Following methods are also used for this purpose.

(i) Chromosome Walking:

  • It is a technique where different sequential clones from a genomic library are identified by successive hybridization and restriction maps are prepared separately. 
  • As a result the whole chromosomal regions are characterized and restric­tion map of entire chromosome can be prepared following the technique of chromosome walking.

(ii) Chromosome Jumping:

  • Chromosome jumping approach to construct the physi­cal map is utilized in order to bring the molecular marker close to the gene of interest. 
  • This technique will minimize the size of the DNA segments carrying the gene to be cloned in comparison to the used linked molecular marker.

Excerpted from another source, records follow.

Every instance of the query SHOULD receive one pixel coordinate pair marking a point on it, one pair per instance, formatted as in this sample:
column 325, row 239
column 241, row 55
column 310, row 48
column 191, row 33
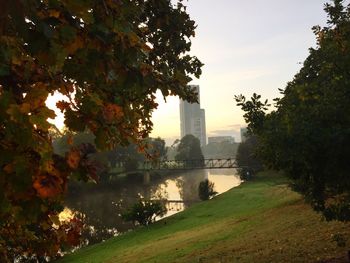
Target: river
column 100, row 206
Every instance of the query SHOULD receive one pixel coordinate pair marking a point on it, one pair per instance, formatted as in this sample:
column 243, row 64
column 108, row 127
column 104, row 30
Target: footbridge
column 190, row 164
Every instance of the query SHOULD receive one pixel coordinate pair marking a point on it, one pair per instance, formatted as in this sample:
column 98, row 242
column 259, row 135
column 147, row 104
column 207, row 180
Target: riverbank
column 259, row 221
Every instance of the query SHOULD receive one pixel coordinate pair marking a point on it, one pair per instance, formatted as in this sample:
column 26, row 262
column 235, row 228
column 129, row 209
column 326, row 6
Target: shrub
column 206, row 190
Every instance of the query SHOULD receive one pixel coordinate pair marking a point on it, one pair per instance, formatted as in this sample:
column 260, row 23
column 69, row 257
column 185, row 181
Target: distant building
column 192, row 119
column 219, row 139
column 244, row 134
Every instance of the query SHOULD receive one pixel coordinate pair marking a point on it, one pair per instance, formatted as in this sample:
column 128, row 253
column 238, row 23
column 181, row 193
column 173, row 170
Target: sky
column 246, row 46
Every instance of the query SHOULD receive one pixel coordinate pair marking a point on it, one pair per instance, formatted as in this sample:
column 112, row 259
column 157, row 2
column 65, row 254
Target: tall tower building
column 192, row 119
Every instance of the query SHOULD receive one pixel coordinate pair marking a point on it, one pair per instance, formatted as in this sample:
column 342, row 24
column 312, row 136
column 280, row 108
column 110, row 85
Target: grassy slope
column 260, row 221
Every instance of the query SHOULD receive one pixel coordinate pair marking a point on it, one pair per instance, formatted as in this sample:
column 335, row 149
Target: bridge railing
column 190, row 164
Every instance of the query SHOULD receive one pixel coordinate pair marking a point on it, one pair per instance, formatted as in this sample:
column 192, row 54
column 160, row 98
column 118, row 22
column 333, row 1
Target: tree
column 206, row 190
column 189, row 149
column 308, row 134
column 108, row 58
column 247, row 158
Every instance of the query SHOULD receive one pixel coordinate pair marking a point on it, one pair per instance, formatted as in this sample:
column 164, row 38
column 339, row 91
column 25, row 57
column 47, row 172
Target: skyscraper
column 192, row 119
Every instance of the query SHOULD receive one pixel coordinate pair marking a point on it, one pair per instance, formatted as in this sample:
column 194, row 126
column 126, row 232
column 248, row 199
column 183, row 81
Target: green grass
column 259, row 221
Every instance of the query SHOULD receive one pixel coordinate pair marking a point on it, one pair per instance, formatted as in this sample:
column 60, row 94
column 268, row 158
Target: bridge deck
column 191, row 164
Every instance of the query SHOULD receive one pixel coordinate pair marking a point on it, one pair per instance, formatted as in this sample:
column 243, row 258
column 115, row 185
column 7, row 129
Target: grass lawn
column 259, row 221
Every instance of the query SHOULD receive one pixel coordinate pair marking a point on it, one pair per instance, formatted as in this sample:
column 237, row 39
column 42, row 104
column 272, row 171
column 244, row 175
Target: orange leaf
column 62, row 105
column 73, row 158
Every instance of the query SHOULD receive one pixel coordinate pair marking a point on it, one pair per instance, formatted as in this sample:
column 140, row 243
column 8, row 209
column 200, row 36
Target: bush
column 144, row 212
column 206, row 190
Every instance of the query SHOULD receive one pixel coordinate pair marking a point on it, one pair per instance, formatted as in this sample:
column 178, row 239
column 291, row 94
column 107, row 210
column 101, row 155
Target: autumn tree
column 308, row 135
column 108, row 57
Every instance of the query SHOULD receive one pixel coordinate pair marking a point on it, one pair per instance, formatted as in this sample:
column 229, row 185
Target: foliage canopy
column 108, row 57
column 308, row 134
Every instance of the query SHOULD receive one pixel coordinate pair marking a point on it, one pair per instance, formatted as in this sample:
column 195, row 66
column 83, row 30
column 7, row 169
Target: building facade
column 244, row 134
column 192, row 119
column 220, row 139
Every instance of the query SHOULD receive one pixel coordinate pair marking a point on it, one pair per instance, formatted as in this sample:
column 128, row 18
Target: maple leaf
column 62, row 105
column 73, row 158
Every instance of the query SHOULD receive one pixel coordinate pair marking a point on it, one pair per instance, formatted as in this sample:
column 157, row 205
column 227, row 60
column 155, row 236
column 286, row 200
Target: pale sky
column 246, row 46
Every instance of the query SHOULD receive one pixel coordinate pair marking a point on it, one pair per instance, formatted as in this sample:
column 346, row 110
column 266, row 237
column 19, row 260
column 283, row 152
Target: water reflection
column 99, row 207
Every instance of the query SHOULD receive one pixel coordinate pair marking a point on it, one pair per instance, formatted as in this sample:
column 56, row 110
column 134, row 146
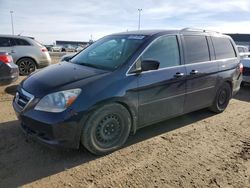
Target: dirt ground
column 200, row 149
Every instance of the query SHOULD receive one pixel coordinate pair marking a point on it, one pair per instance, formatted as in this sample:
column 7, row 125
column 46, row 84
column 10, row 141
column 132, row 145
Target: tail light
column 5, row 58
column 44, row 49
column 241, row 68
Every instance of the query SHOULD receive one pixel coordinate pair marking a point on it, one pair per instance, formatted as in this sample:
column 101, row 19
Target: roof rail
column 197, row 30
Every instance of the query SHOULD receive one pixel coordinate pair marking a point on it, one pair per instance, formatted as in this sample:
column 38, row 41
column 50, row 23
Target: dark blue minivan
column 126, row 81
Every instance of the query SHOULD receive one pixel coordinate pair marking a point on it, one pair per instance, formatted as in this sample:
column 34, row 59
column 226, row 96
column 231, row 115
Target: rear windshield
column 109, row 52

(iii) Radiation Hybrid Mapping:

  • The radiation hybrids are somatic cell hybrids in which an irradiated fragment of human DNA is randomly integrated into the rodent chromosomes. 
  • After screening a panel of hybrid clones with a human marker allows the marker to be mapped.

(iv) QTL Mapping:

  • A QTL (Quantitative trait loci) may be defined as a region of the genome that is associated with an important quantitative agronomic trait. 
  • The QTL map­ping is an advanced method using RFLP maps.
  • It exploits the complete linkage maps by interval mapping of ‘QTL’ and identifies the crosses for QTL mapping. 
  • The effect of each genome segment located between a pair of marker loci (but not QTL associated with a single RFLP) is assessed by interval mapping.